1. DataLake Overview

AWS Lakeformation is a service to rule over the data beyond the IAM roles. You can add permissions over data resources. This helps with more fine-grained permissions and adds an interface this helps with the data governance. Lakeformation has several layers of permissions: DataLake Settings (Create database/Grantable permissions), Amdin users, Datalake permissions, Data locations.

2. Ymls's / y pics frontend

Note that all the yml extracts are supposed to be in the same file. And only the first one will contain the template version and the input parameters. We will split them for didactical reasons.

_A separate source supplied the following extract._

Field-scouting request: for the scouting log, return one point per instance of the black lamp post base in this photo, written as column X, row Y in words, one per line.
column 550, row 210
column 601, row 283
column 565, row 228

AWSTemplateFormatVersion: 2010-09-09

Parameters:
  CrawlerAppsRoleARN:  # Your crawler role
    Type: String

  AppsMetricsDatabaseName:  # Database to load your crawler results
    Type: String

  S3BucketArn:  # Source bucket
    Type: String

For some reason, we need to declare the database as datalake resource or error.

Resources:

  DataLakeCrawlerResource:
    Type: AWS::LakeFormation::Resource
    Properties:
      ResourceArn: !Ref S3BucketArn
      RoleArn: !Ref CrawlerAppsRoleARN
      UseServiceLinkedRole: true

Grating crawler role and deployment account role admin permissions. Note that database create permissions must be done manually. (I could not figure out how to do it with cloud formation. But in here it is stated It does not support updating the CreateDatabaseDefaultPermissions or CreateTableDefaultPermissions. Those permissions can only be edited in the DataLakeSettings resource via the API. )

  AdminDataLakeSettings:
    Type: AWS::LakeFormation::DataLakeSettings
    Properties:
      Admins:
        - DataLakePrincipalIdentifier: !Ref CrawlerAppsRoleARN
        - DataLakePrincipalIdentifier: !Sub <Deployment Account ARN>  # You will this if automatic deploying
        - DataLakePrincipalIdentifier: !Sub <User Account ARN>  # Account to use athena
      TrustedResourceOwners:
        - !Ref CrawlerAppsRoleARN
        - !Sub <Deployment Account ARN>  # You will this if automatic deploying
        - !Sub <User Account ARN>  # Account to use athena

Granting datalake data permissions. Both necessary for database and tables.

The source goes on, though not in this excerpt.